Top oilfield service firms SLB (formerly Schlumberger) and Halliburton reported higher quarterly profits, driven by strong demand from international customers for their drilling equipment and services. The surge in offshore exploration and production, particularly in the Middle East and Asia, has increased the need for oilfield services such as well completions.
For the quarter ending June 30, SLB’s net income rose 19% to $1.2 billion (85 cents per share), surpassing Wall Street’s consensus estimate of 83 cents. Halliburton’s profits also increased by 16.2% to $709 million (80 cents per share), aligning with estimates.
SLB’s revenues climbed 13% to $9.1 billion, exceeding expectations, while Halliburton’s revenues rose slightly by 0.6% to $5.83 billion, missing consensus views.
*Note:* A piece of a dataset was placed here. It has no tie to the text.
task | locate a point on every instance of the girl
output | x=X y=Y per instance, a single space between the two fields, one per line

The revenue growth was bolstered by activities in the Middle East and Asia, particularly in gas development projects and deepwater basin investments across Latin America, Europe, Africa, and the U.S. Gulf of Mexico.
Looking ahead, SLB’s CEO Olivier Le Peuch expressed optimism about continued momentum in international markets, strong digital sales, and cost efficiency programs that are expected to enhance margins and achieve mid-teen growth in full-year adjusted EBITDA.
While SLB’s international revenue increased by 18% year-over-year, Halliburton’s international revenue grew by about 8%. However, both companies faced challenges in North America, with SLB reporting a 6% decline in revenue due to lower onshore drilling activity and Halliburton experiencing an 8% drop from reduced pressure pumping operations.